WITH the death of Amil Khan Kansi at least one chapter has been closed in America’s pursuit of people who are disillusioned with its biased policies. Belonging to the Kansi tribe in Balochistan, Amil Khan rose to fame in 1993 when in a daylight raid, he shot dead two CIA officials and wounded three others, right in front of the Agency’s headquarters in Langley. Brandishing an AK-47 assault rifle, the raid was one of the most spectacular and daring assaults on American interests ever, a feat that was bettered only by the 9/11 attacks.
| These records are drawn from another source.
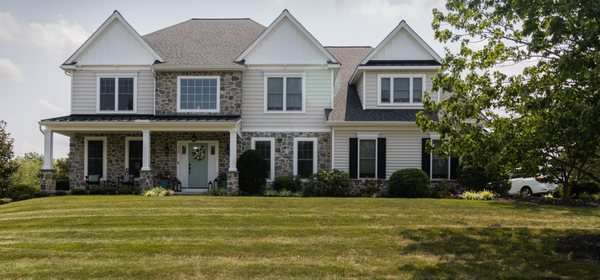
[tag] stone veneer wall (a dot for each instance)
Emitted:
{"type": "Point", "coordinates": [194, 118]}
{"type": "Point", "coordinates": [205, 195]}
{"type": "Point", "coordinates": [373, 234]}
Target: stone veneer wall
{"type": "Point", "coordinates": [160, 160]}
{"type": "Point", "coordinates": [284, 148]}
{"type": "Point", "coordinates": [230, 92]}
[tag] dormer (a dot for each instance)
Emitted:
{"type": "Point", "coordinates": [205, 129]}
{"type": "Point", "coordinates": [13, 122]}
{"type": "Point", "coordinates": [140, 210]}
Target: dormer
{"type": "Point", "coordinates": [398, 72]}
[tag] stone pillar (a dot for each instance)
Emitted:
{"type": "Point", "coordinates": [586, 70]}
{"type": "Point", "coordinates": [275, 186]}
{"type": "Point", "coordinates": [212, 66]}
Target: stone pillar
{"type": "Point", "coordinates": [145, 150]}
{"type": "Point", "coordinates": [232, 182]}
{"type": "Point", "coordinates": [146, 180]}
{"type": "Point", "coordinates": [232, 151]}
{"type": "Point", "coordinates": [48, 180]}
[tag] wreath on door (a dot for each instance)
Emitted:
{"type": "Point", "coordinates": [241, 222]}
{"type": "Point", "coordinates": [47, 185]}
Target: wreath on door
{"type": "Point", "coordinates": [199, 153]}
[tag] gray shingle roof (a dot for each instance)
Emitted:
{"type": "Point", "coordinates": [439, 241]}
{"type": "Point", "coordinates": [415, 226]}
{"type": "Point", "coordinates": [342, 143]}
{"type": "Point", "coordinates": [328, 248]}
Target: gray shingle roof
{"type": "Point", "coordinates": [204, 42]}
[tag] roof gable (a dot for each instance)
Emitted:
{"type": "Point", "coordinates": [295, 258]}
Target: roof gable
{"type": "Point", "coordinates": [114, 42]}
{"type": "Point", "coordinates": [403, 43]}
{"type": "Point", "coordinates": [286, 41]}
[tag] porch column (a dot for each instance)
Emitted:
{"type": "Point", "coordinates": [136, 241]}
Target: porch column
{"type": "Point", "coordinates": [48, 157]}
{"type": "Point", "coordinates": [146, 150]}
{"type": "Point", "coordinates": [232, 151]}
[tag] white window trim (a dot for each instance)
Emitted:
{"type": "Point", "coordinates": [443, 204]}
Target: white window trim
{"type": "Point", "coordinates": [431, 162]}
{"type": "Point", "coordinates": [272, 140]}
{"type": "Point", "coordinates": [410, 89]}
{"type": "Point", "coordinates": [217, 110]}
{"type": "Point", "coordinates": [104, 154]}
{"type": "Point", "coordinates": [315, 153]}
{"type": "Point", "coordinates": [284, 109]}
{"type": "Point", "coordinates": [116, 76]}
{"type": "Point", "coordinates": [376, 156]}
{"type": "Point", "coordinates": [127, 140]}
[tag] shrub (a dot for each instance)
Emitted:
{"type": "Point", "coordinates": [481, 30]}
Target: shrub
{"type": "Point", "coordinates": [5, 200]}
{"type": "Point", "coordinates": [252, 170]}
{"type": "Point", "coordinates": [370, 187]}
{"type": "Point", "coordinates": [282, 193]}
{"type": "Point", "coordinates": [218, 192]}
{"type": "Point", "coordinates": [328, 183]}
{"type": "Point", "coordinates": [78, 192]}
{"type": "Point", "coordinates": [411, 182]}
{"type": "Point", "coordinates": [14, 192]}
{"type": "Point", "coordinates": [158, 191]}
{"type": "Point", "coordinates": [290, 183]}
{"type": "Point", "coordinates": [477, 179]}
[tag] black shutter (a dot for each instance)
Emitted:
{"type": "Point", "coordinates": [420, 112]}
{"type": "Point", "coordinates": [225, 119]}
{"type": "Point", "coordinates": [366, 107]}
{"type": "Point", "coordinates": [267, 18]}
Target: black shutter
{"type": "Point", "coordinates": [381, 158]}
{"type": "Point", "coordinates": [425, 156]}
{"type": "Point", "coordinates": [353, 158]}
{"type": "Point", "coordinates": [453, 168]}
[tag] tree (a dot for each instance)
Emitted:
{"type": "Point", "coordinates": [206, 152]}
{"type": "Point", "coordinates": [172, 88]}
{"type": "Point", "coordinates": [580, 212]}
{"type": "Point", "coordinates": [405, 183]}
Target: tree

So unprepared were the American intelligence agencies for the attack that after emptying his bullet cache, Amil drove his way back.
From there on, American agents, with valuable assistance of Pakistani counterparts — a fact that has never been fully acknowledged by Pakistan — were on the heels of Amil. But catching him meant venturing into hostile, Taliban-controlled Afghan territory. Still, deceit and deception being the name of the game, Amil was lured by friends and fellow tribesmen into Pakistan from where he was kidnapped by FBI agents, and taken back to the US.
The FBI had taken four-and-a-half years to hunt Amil down. On his flight to the US, he confessed to the killings, citing a simple reason: protesting against US bias for Israel, and against Muslims and Islam. His only regret was that Pakistani authorities had allowed his American kidnappers to get him.
His subsequent trial and the whole process of appeals lasted till Thursday, the 14th of November, 2002. In the end, even Pakistan government, according to Press reports, made a half-hearted appeal to Washington to convert his death sentence into life imprisonment, but that was perhaps to add its feeble voice to the chorus rather than for any other purpose.
In the hours leading up to his execution, two appeals, one with the US Supreme Court and one with Virginia Governor Mark Warner, were still pending. Both were rejected. Warner said that Amil had “shown absolutely no remorse for his actions.”
Amil Khan Kansi was laid to rest next to his father in the Kansi tribe’s ancestral graveyard, in the Pakistani city of Quetta. Thousands attended his funeral and promised revenge for his death, which only confirms that the rising anti-US sentiment would continue for some time.
If the time and efforts that the Americans took in hunting down one person — responsible for the deaths of only two of its citizens - is anything to go by, getting hold of Osama bin Laden and his Al Qaeda network seems to be a distant target.